Back in my college days when I played Dungeons & Dragons, there was a term amongst my friends known as “rules lawyering” which implied a person so rigidly stuck to the rule-book that the game became slowed down and less fun. Today, I see many Christians who do the same. Well-meaning, they insist every single thing pertaining to faith and belief must be spelled out explicitly in Scripture. If the Bible does not state it, they don’t do it. They insist that the entire faith must “be Biblical”.

Certainly, there is nothing wrong with consulting Scriptures and I don’t intend to say that at all. The word of God was truly given to us for instruction, edification and correction. But when Christian faith becomes a matter of defining and limiting everything to written Scripture, the meaning is lost. There exists an entire array of beautiful Christian thought, symbolism and devotion that doesn’t appear underlined in bold.

Scripture itself says “Not everything that Jesus did and taught was written down” – John 21:25. It shows us that the apostles preached by word and oral tradition instead of toting a Bible everywhere.  Paul says that the Gospel comes by hearing. His spoken words struck hearts to believe- not looking at scrolls. Paul’s 2nd letter to the Thessalonians says “He called you to this through our gospel that you might share in the glory of our Lord Jesus Christ. So then, brethren, stand firm and hold to the traditions which were taught, whether by word of mouth or by epistle.” (2:14-15). Paul teaches Timothy, his disciple to preach orally (1 Tim 4:14 and 2 Tim 1:6,)

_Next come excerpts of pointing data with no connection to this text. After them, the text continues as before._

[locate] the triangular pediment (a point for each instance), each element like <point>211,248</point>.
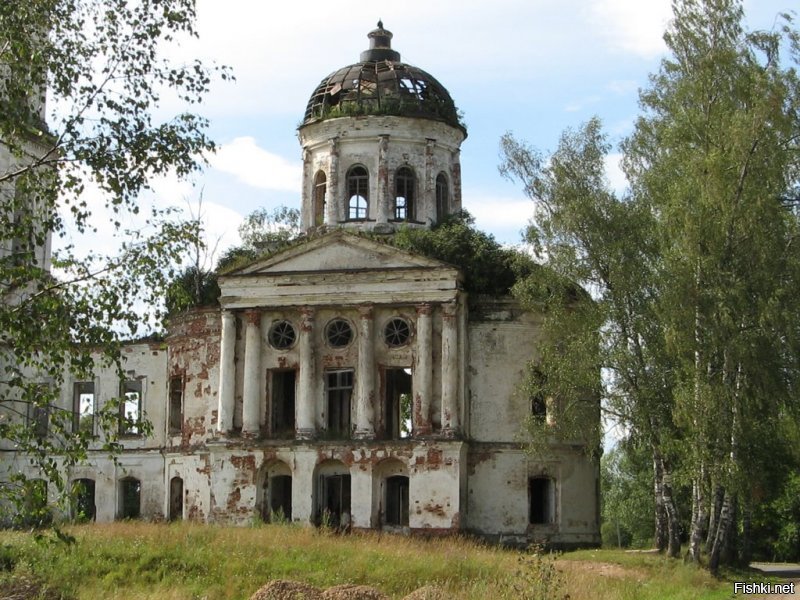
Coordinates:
<point>338,251</point>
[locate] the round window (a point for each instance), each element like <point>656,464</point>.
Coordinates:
<point>396,332</point>
<point>339,333</point>
<point>282,335</point>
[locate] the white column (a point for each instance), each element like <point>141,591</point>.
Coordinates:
<point>426,209</point>
<point>306,401</point>
<point>333,212</point>
<point>449,369</point>
<point>423,372</point>
<point>365,376</point>
<point>252,373</point>
<point>227,372</point>
<point>307,193</point>
<point>383,203</point>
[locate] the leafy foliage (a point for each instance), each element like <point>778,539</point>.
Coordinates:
<point>97,148</point>
<point>694,271</point>
<point>488,267</point>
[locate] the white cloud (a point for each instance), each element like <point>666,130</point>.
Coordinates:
<point>616,178</point>
<point>634,26</point>
<point>496,213</point>
<point>623,87</point>
<point>256,167</point>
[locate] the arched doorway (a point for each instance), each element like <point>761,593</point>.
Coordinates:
<point>175,499</point>
<point>84,507</point>
<point>274,494</point>
<point>332,494</point>
<point>391,492</point>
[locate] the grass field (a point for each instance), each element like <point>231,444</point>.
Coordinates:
<point>184,561</point>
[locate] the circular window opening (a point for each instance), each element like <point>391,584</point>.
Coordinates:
<point>396,332</point>
<point>282,335</point>
<point>339,333</point>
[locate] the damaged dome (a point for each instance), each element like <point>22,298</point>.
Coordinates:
<point>381,85</point>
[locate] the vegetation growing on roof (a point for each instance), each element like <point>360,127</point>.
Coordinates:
<point>487,266</point>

For the early Christians, faith was an expression of a new life and a new fulfillment of God’s law, through Christ. Christ often speaks against those who “rules lawyer” who hold every little thing up to the Law. He teaches us that God’s law is more than just a rule-book; it is something that must be written in the heart.  In fact, the Pharisee’s question “Is this according to the Law?” sounds an awful lot like the modern Christian’s protest “Where is this in the Bible?”

For some Christians, it must all be in the Bible. What we sing, what we do, what we think. I can’t say, “Blessed virgin Mary” or “Holy Trinity” unless those words appear in the Bible. I can’t call the church “our mother” or Christ “our brother” unless the Bible states it first. This rules-lawyering becomes hampering to our own spiritual growth. The integral message is slowed down and our flame of love burns less bright. We loose sight of the “game”, so to speak, and can’t remember why we are “playing” it in the first place. If God wished us to strap a Bible to our foreheads and consult it before every single action, He would have dropped a fully-bound King James Version from the sky! But instead, Our Lord chose 12 apostles and sent them into all corners of the world preaching orally. While Jesus attested to the Law, He perfected the Law. He became the Law and gave it all a new meaning, a fulfilled meaning in Him. Jesus took upon human flesh so that we don’t have to beat eachother over the head with a rule-book. He gave us an active, living faith.

 

As Christians, we preach the Gospel and live it. No one needs a Bible in order to feel the presence of God protecting them from grave danger. A Bible verse isn’t necessary for someone to repent and reject a life of sin. Sometimes, the sweet name of “Jesus” helps one who is deeply suffering; sometimes a simple sign of the cross drives away demons. The power of Christ isn’t limited to written Scripture. God isn’t bound by words. The Bible is important and we should study our Scripture often however, we can express love for God without it. We can sing a hymn in the woods without worrying if it’s Biblical or not, we can call the church “our mother” and call Christ “our brother”, we can freely say “Blessed virgin Mary” and “Holy Trinity” because God is present in those things. It’s difficult to run a race when one constantly holds the rule-book in their hands. That VCR will never get fixed if we don’t lay aside the instruction manual and get to work! Instead, we should let our Holy Scripture be a gentle guide and a lamp unto our feet- and not a heavy stone in our shoe.